Kendall can’t walk so ends up taking her boots and socks off, and carrying them across the sand, screaming as she steps on seaweed or shells. ‘Girl, what are you doing? I told you not to wear those fool things,’ Ruby says.
‘Like, all my shoes have heels!’ Kendall laughs. ‘Do I bloody look like the outdoors type? Nature is gross!’
‘God, I thought I was bad!’ I laugh at her prancing across the sand. ‘What is it you want to show me?’
‘Just this, just the beach,’ Kendall says. ‘
We’re not supposed to come down this far without supervision. I guess the sea is a pretty big suicide risk and all.’
I hadn’t even thought of that.
‘Watch out for crabs!’ Ruby says as we climb over rock pools.
‘Always excellent advice . . .’ I add.
‘Gross!’ Kendall squeals.
We walk along the beach until we come to a big sea-wall thing. We have to go up the slope to cross it, and on the other side is what I suppose passes as a marina. There’s a network of wooden piers and then one, larger, concrete slope for the ferry. Further inland there’s a little office and a barrier check for cars, but I can’t see anyone about. ‘Where is everyone?’

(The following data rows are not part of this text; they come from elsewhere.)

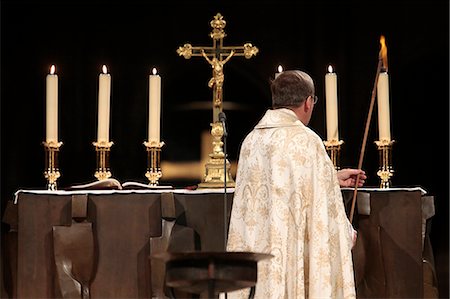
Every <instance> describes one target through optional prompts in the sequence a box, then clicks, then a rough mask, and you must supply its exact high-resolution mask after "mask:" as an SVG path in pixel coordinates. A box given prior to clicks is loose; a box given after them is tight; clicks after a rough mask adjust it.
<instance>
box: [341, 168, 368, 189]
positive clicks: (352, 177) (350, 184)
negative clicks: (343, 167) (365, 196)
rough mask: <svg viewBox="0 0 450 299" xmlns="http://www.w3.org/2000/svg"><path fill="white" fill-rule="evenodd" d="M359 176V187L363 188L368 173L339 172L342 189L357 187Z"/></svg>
mask: <svg viewBox="0 0 450 299" xmlns="http://www.w3.org/2000/svg"><path fill="white" fill-rule="evenodd" d="M358 174H359V182H358V187H362V186H363V185H364V183H365V181H366V179H367V176H366V173H365V172H364V171H363V170H361V169H350V168H346V169H341V170H338V172H337V177H338V180H339V185H340V186H341V187H355V185H356V178H357V176H358Z"/></svg>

‘I think there’s a guy who comes down twice a day when the ferry comes in,’ Ruby says.
A couple of ancient row boats, paint peeled away to almost nothing, clink against their moorings like ice cubes in a glass of Coke. ‘Look at that,’ I say, nodding towards the boats. ‘Let’s get the hell off this island. Quick, while no one’s looking.’
‘Girl, I’d sink that shit,’ Ruby says and I can’t help but laugh. She’s laughing too so I guess it’s OK.
We sit on the end of one of the jetties, swinging our legs. Kendall nudges me. ‘So, guess what happened last night.’
‘Besides that psycho bitch coming back?’ huffs Ruby.
‘I met Sasha this morning,’ I say.
‘She’s out of Isolation?’ Ruby’s hackles shoot up at once.
‘No,’ I reassure her. ‘She’s a charmer. Anyway. What happened last night?’
Kendall smirks.
‘What?’ I ask.
‘Last night, I totally got it on with Saif.’
Both Ruby and I erupt. ‘What?’
‘He was checking me out all night, asking me loads of questions and stuff. After lights out I knocked on his door and we fooled around a little. He made me promise not to tell anyone . . . but who are we kidding, I have a big mouth.’
‘Was it good?’ I ask. I’m actually not surprised. I thought I’d picked up on a little bit of something-something earlier when we had the water fight.